Over the years, those seasons have added up, and thousands of kids have come through the studio — some shy, some bold, some with jazz hands from the very beginning. Many of them have gone on to perform in college, on national tours, on television sets and in international ballet companies. For Demitro, however, the true joy isn’t seeing her students’ résumés or spotlight moments. It’s having them come back.

One of her former students, a classically trained dancer who left BPA at age 14, went on to join the Russian Bolshoi Ballet and later became a prima ballerina with the Royal Winnipeg Ballet in Manitoba, Canada. Years later, she walked back through the doors of the Boulser studio, this time holding her young daughter by the hand, and when she saw Pollyanna, she started to cry.

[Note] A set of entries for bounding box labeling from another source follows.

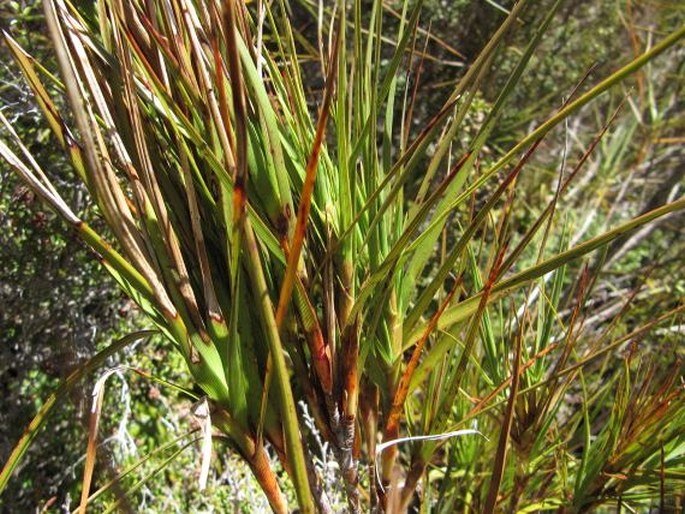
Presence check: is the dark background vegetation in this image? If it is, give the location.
[0,0,685,512]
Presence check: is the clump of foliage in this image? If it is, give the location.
[0,0,685,512]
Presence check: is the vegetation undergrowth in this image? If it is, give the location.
[0,0,685,512]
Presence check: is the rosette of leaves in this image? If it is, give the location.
[0,0,685,512]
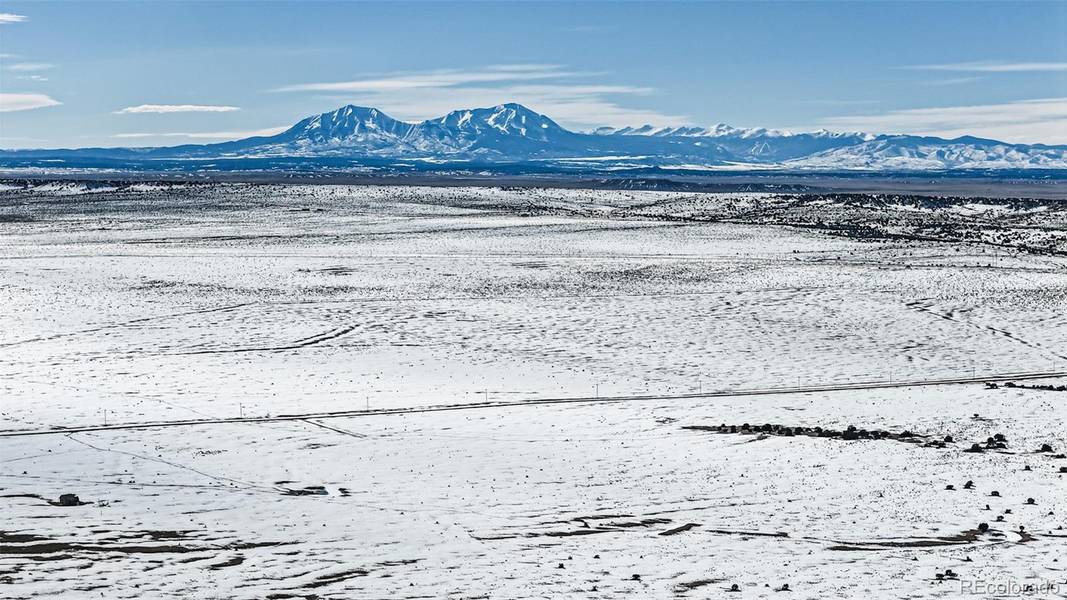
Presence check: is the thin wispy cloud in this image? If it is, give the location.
[275,64,580,92]
[275,64,690,128]
[905,61,1067,73]
[0,92,63,112]
[822,97,1067,144]
[112,126,290,140]
[925,77,985,85]
[115,105,241,114]
[5,63,55,73]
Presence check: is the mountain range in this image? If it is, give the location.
[0,104,1067,171]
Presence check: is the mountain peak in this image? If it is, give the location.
[16,102,1067,171]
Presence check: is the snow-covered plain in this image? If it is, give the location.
[0,185,1067,598]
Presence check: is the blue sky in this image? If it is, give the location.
[0,0,1067,147]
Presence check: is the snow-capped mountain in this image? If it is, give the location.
[6,104,1067,171]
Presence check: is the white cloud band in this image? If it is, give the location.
[115,105,241,114]
[0,92,63,112]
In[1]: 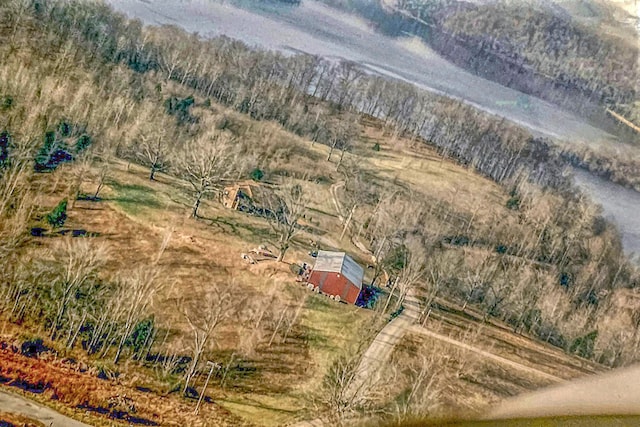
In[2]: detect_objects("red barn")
[308,251,364,304]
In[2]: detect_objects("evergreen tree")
[47,198,67,228]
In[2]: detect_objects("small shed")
[308,251,364,304]
[222,181,279,216]
[222,182,255,209]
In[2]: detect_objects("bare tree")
[178,284,242,394]
[50,239,107,339]
[113,265,162,363]
[268,182,308,262]
[136,132,170,181]
[382,236,427,314]
[176,132,239,218]
[320,351,374,425]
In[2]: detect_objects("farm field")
[0,115,616,425]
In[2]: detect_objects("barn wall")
[320,273,349,297]
[342,283,360,304]
[308,271,360,304]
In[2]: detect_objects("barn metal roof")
[313,251,364,289]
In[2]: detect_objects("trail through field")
[486,365,640,425]
[0,390,90,427]
[411,325,563,383]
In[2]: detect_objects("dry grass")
[0,410,45,427]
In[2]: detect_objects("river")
[107,0,640,258]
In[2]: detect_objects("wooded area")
[0,0,640,424]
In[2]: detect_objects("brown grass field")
[0,113,620,426]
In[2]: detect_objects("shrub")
[0,96,13,110]
[58,120,73,138]
[126,319,154,355]
[47,199,67,228]
[74,134,93,153]
[20,338,50,357]
[249,168,264,181]
[35,131,73,172]
[569,330,598,359]
[506,196,520,211]
[0,130,11,167]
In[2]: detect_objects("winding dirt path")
[410,325,564,383]
[0,390,91,427]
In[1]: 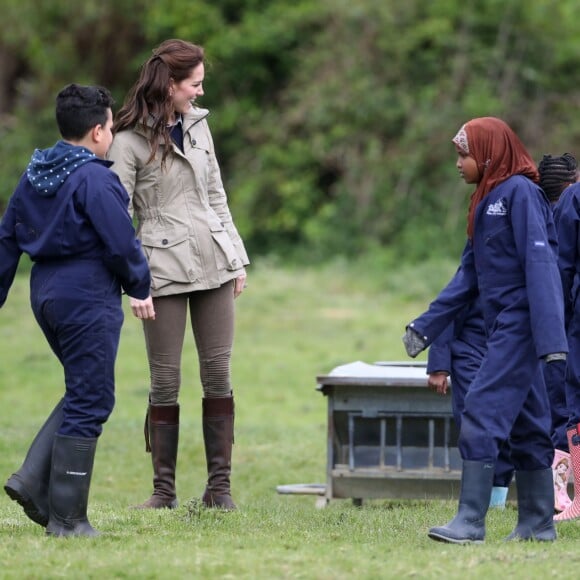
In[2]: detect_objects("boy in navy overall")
[0,84,154,536]
[403,117,568,544]
[538,153,578,512]
[554,157,580,521]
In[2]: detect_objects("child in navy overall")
[403,117,568,544]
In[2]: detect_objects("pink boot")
[552,449,572,512]
[554,425,580,522]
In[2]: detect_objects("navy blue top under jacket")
[0,141,150,306]
[411,175,568,358]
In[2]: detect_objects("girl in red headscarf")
[403,117,568,544]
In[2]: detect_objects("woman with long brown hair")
[109,39,249,510]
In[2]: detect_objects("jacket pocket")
[210,225,244,271]
[141,227,196,290]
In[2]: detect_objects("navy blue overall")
[427,296,514,487]
[0,142,150,438]
[554,183,580,429]
[412,175,568,471]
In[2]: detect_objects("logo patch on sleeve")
[486,197,507,215]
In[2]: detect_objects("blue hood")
[26,141,97,197]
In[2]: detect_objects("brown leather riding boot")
[202,396,236,510]
[134,405,179,509]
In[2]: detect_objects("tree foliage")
[0,0,580,259]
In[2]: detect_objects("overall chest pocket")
[141,227,196,290]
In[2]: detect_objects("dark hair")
[113,38,204,163]
[56,83,115,141]
[538,153,578,203]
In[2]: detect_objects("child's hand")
[427,371,449,395]
[403,326,427,358]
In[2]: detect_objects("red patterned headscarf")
[453,117,540,239]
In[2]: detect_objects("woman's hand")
[234,272,247,298]
[427,372,448,395]
[129,296,155,320]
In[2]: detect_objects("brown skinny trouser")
[143,282,234,405]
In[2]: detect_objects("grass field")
[0,262,580,579]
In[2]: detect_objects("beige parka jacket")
[107,107,249,297]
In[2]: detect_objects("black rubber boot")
[201,396,236,511]
[4,399,64,527]
[429,461,494,544]
[133,405,179,509]
[506,468,557,542]
[46,434,99,536]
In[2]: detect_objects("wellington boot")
[429,461,493,544]
[506,468,556,542]
[4,399,64,527]
[46,434,99,537]
[202,396,236,511]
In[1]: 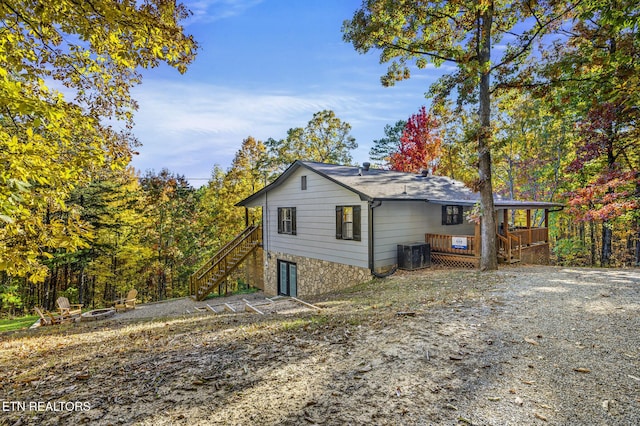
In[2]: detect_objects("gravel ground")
[450,267,640,425]
[101,267,640,425]
[0,267,640,426]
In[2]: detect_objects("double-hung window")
[336,206,361,241]
[278,207,296,235]
[442,206,462,225]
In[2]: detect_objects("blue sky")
[132,0,450,186]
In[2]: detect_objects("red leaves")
[568,170,640,221]
[389,106,442,173]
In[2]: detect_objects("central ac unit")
[398,243,431,271]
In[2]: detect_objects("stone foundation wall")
[264,252,371,297]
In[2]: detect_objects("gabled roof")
[237,161,561,209]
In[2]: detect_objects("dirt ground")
[0,267,640,425]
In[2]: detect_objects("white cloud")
[187,0,262,25]
[133,72,440,185]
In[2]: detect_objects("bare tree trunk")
[478,4,498,271]
[600,221,613,266]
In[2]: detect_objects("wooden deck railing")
[509,228,549,246]
[497,233,522,263]
[424,234,477,256]
[189,226,262,300]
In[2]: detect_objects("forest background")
[0,0,640,315]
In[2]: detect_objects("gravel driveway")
[0,266,640,426]
[456,267,640,425]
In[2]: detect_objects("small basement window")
[442,206,462,225]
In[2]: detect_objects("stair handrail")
[192,225,258,278]
[196,226,259,279]
[190,226,262,300]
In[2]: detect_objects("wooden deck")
[425,228,549,268]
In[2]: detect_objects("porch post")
[473,218,482,257]
[527,209,533,246]
[502,209,509,239]
[544,209,549,243]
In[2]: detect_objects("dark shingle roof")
[237,161,561,208]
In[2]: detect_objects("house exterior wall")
[373,201,475,270]
[249,168,371,297]
[262,168,369,268]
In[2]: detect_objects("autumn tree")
[528,0,640,265]
[198,136,267,254]
[343,0,572,270]
[369,120,407,168]
[265,110,358,176]
[0,0,197,282]
[389,106,442,173]
[140,169,199,300]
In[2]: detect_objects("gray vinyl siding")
[373,201,474,268]
[260,168,369,268]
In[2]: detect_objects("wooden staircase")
[189,226,262,300]
[496,234,522,263]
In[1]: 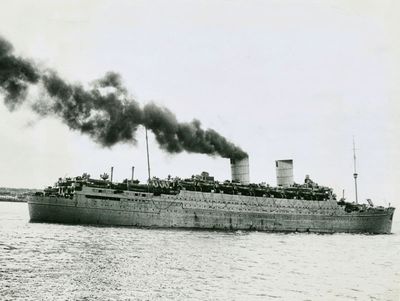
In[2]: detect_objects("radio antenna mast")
[353,136,358,204]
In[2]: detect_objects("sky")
[0,0,400,205]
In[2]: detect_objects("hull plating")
[28,192,394,234]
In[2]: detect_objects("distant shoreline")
[0,198,27,203]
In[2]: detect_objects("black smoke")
[0,37,40,111]
[0,37,247,159]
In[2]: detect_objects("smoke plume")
[0,37,247,159]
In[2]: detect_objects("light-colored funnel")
[275,160,294,187]
[231,157,250,185]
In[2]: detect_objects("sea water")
[0,202,400,301]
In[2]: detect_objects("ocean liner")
[28,158,395,234]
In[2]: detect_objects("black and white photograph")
[0,0,400,301]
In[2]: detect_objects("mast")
[144,127,150,182]
[353,136,358,204]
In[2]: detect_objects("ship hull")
[28,192,394,234]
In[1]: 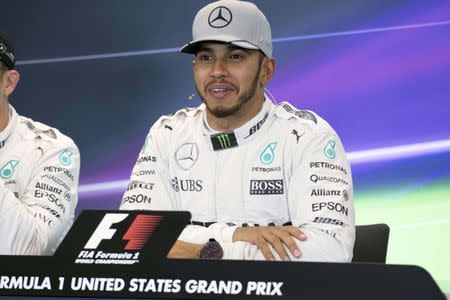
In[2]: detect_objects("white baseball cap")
[180,0,272,57]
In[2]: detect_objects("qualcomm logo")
[0,159,19,179]
[174,143,198,171]
[59,149,73,166]
[323,140,336,159]
[259,142,277,165]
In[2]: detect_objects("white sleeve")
[222,132,355,262]
[0,144,80,255]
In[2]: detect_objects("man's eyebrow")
[197,44,252,53]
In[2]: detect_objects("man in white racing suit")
[0,36,80,255]
[121,0,355,262]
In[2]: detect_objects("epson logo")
[136,156,156,165]
[84,213,162,250]
[312,202,348,216]
[250,179,284,195]
[34,190,66,213]
[179,179,203,192]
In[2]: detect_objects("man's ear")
[2,70,20,98]
[260,57,276,86]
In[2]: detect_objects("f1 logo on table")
[75,213,162,264]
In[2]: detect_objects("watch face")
[200,241,223,259]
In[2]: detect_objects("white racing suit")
[120,99,355,262]
[0,106,80,255]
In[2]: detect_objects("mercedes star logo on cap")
[208,6,233,28]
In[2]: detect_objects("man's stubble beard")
[195,61,262,119]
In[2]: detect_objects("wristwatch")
[198,239,223,259]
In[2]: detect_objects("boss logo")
[250,179,284,195]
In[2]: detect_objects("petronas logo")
[217,134,231,149]
[0,159,19,179]
[59,149,73,166]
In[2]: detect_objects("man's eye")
[230,54,243,61]
[197,54,213,62]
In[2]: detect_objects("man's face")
[193,43,263,118]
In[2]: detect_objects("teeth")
[212,88,228,93]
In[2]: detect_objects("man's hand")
[167,240,203,259]
[233,226,306,260]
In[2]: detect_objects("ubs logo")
[174,143,198,171]
[208,6,233,28]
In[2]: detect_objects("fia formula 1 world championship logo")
[75,213,163,265]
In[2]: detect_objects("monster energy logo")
[217,134,231,149]
[211,132,238,150]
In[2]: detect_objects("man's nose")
[211,59,228,78]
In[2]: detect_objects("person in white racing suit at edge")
[120,0,355,262]
[0,34,80,255]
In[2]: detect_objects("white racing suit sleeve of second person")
[120,116,236,243]
[0,143,80,255]
[221,130,355,262]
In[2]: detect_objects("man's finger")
[266,235,290,261]
[256,241,275,260]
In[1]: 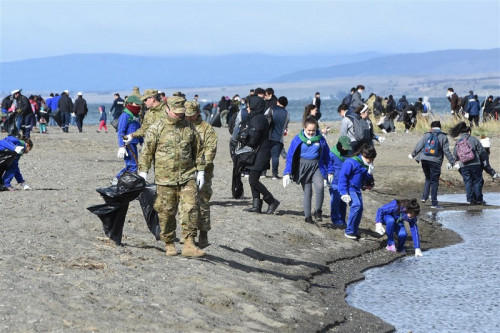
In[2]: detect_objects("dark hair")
[396,199,420,216]
[337,104,349,113]
[278,96,288,108]
[450,121,470,138]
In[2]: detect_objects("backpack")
[346,116,370,142]
[423,131,439,156]
[455,135,476,164]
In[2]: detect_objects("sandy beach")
[0,122,500,332]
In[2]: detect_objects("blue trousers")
[382,215,408,252]
[116,143,139,178]
[345,190,363,235]
[329,185,347,225]
[2,157,24,187]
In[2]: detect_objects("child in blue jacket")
[375,199,422,257]
[283,116,333,223]
[329,135,352,228]
[338,144,377,239]
[111,95,144,185]
[0,136,33,191]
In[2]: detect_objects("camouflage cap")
[141,89,158,100]
[167,96,186,113]
[184,101,200,117]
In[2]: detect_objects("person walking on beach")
[450,121,487,205]
[139,96,205,257]
[375,199,422,257]
[185,101,217,249]
[328,136,352,228]
[73,91,89,133]
[283,116,333,224]
[408,120,458,209]
[338,143,377,239]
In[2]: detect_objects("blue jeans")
[420,160,441,206]
[382,215,408,252]
[329,185,347,225]
[345,190,363,236]
[460,165,484,202]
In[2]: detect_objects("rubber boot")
[245,198,262,214]
[198,230,208,249]
[165,242,179,257]
[181,236,206,258]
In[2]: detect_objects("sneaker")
[385,244,396,252]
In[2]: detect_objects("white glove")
[196,171,205,190]
[375,222,385,236]
[340,194,351,204]
[123,134,134,145]
[116,147,128,158]
[283,175,290,188]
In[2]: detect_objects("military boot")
[165,241,179,257]
[198,230,208,249]
[181,236,206,258]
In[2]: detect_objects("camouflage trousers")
[154,179,199,242]
[198,164,214,231]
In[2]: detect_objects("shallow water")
[346,193,500,333]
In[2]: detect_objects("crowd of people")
[0,85,499,257]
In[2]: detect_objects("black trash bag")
[138,184,161,240]
[87,202,128,245]
[87,171,146,245]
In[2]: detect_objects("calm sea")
[347,193,500,333]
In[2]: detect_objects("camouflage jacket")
[193,116,217,164]
[139,116,205,185]
[132,102,167,138]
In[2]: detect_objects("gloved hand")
[283,175,290,188]
[340,194,351,204]
[375,222,385,236]
[196,171,205,190]
[122,134,134,145]
[116,147,128,158]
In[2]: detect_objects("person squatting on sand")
[283,116,333,223]
[375,199,422,257]
[185,101,217,249]
[450,121,487,205]
[408,120,458,209]
[338,143,377,239]
[139,96,205,257]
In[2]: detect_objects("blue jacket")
[338,155,373,195]
[117,112,144,147]
[375,200,420,249]
[283,132,333,181]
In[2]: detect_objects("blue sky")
[0,0,500,62]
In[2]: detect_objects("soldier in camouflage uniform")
[185,101,217,249]
[139,97,205,257]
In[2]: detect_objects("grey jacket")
[411,128,456,165]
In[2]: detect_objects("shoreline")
[0,123,500,332]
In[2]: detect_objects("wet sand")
[0,123,500,332]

“She hugged me and pulled me off to the side,” Demitro said. “It was so fun for me to know that she felt like her start with us was what really catapulted her.”

That student wasn’t the only one. BPA alums have appeared on “American Idol,” landed roles in shows like “Fargo” and “The Marvelous Mrs. Maisel,” and signed record deals, voiceover contracts and embarked on tour dates.

After 45 years, the casts have changed, the scripts have rotated, and the lighting’s a little less janky — but the center of gravity hasn’t budged. It’s still Demitro, hot-gluing costumes, calling cues, remembering every kid’s name and making sure the spotlight always finds the right face.

This spring, Boulder Performing Arts Company will celebrate its 45th year with full productions, including “Mean Girls” and “Beetlejuice,” followed by a summer of camps and a fall season that includes “Matilda,” “The Little Mermaid” and a special anniversary showcase featuring returning alumni.